La tregua è durata meno di ventiquattr’ore. Dopo il gelo calato ieri sulla sua adesione al gruppo consiliare di Forza Italia, Guido Verdecchia rompe gli indugi e sceglie la strada dello scontro frontale. Il consigliere del gruppo misto risponde a muso duro al capogruppo azzurro Francesco Maria Ferranti, che aveva messo in stand-by il suo ingresso ufficiale tra le fila berlusconiane a Palazzo Spada. “Faccio politica tra la gente, altri fanno i guardiani del gruppo”, è la stilettata con cui l’ex capogruppo di Alternativa Popolare rivendica la legittimità della propria investitura, arrivata direttamente dai vertici nazionali del partito. E ancora: “I baratti e le schizofrenie non mi appartengono”. Parole che segnano un punto di non ritorno nella già complessa geografia del centrodestra ternano.

Nel mirino di Verdecchia finisce senza giri di parole la condotta politica del capogruppo Ferranti, reo a suo dire di incarnare una concezione dell’impegno pubblico fondata sui personalismi e non sulla sostanza. La nota diffusa dall’ex esponente di Alternativa Popolare non si limita a rivendicare la bontà del proprio percorso di approdo in Forza Italia, ma si spinge in un attacco dettagliato, in cui ogni passaggio è calibrato per tentare smontare la credibilità politica dell’interlocutore.
Il riferimento più tagliente è all’incarico fiduciario in Provincia che Ferranti ricopre, ottenuto dallo stesso Stefano Bandecchi, il Sindaco verso il quale il capogruppo azzurro dichiara di esercitare un’opposizione rigorosa in Consiglio Comunale. Un doppio binario che per Verdecchia non è espressione di duttilità politica, ma il sintomo di una contraddizione insanabile.
“Parliamo di chi, pur di assecondare la propria fame di poltrone, ha scelto la comoda scorciatoia di un incarico fiduciario in Provincia, elargito da quello stesso Sindaco a cui, a giorni alterni, dice di fare opposizione in Comune”, scrive il consigliere del misto, aggiungendo che si tratta di “un esercizio di schizofrenia istituzionale che si commenta da solo”. Un passaggio che alza ulteriormente la temperatura dello scontro, trasformando la vicenda della composizione dei gruppi consiliari in un caso politico sulla coerenza dell’azione amministrativa.
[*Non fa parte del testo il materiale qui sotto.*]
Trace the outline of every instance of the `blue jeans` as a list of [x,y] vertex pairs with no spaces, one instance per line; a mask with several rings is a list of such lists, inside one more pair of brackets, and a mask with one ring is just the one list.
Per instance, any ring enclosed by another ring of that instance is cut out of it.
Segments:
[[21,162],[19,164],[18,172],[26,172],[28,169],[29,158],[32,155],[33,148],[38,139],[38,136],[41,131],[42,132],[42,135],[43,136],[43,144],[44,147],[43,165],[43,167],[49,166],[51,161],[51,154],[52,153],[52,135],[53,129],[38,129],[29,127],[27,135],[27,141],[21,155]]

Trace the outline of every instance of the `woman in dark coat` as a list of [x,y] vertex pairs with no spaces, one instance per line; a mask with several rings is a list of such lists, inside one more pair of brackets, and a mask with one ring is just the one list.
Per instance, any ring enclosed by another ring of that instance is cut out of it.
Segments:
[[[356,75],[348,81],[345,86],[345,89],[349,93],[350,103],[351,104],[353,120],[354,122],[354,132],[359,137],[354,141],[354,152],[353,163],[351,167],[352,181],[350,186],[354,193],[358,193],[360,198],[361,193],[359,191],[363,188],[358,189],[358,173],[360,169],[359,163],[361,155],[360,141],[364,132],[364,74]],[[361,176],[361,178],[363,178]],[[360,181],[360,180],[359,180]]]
Al di là delle accuse personali, la replica di Verdecchia prova a spostare il baricentro della discussione su un piano più alto, evocando la lezione del fondatore di Forza Italia. “La buona politica, quella liberale e del ‘fare’ che abbiamo ereditato dalla visione di Silvio Berlusconi, rifugge i personalismi esasperati e i livori di bottega per concentrarsi sulla costruzione del futuro”, si legge nella nota. È il tentativo di incardinare la propria posizione in una cornice valoriale riconoscibile per l’elettorato azzurro, rivendicando al contempo la piena legittimità del proprio mandato rappresentativo.
L’investitura in Forza Italia, sottolinea Verdecchia, non è oggetto di trattativa locale. “È un fatto politico sancito ai massimi livelli nazionali”, scandisce il consigliere, che non esita a marcare una distanza netta tra il proprio modo di intendere il ruolo pubblico e quello di chi, a suo dire, riduce la politica a un regolamento di condominio.
“La mia investitura è già operativa, perché la politica si fa tra la gente, non sgomitando per il posto a capotavola”, è la chiosa con cui l’ex capogruppo di Alternativa Popolare liquida le perplessità procedurali sollevate dal capogruppo azzurro. Resta da capire se e come i vertici regionali e nazionali del partito interverranno per ricomporre una frattura che, al momento, appare difficilmente sanabile senza lasciare sul campo scorie significative. La vera partita, fuori dalle mura del Palazzo, resta quella di una città che attende risposte su infrastrutture, sociale e sviluppo. Ma la sensazione è che, prima di tornare a parlare di Terni, a Palazzo Spada si dovrà consumare ancora qualche atto di questa resa dei conti.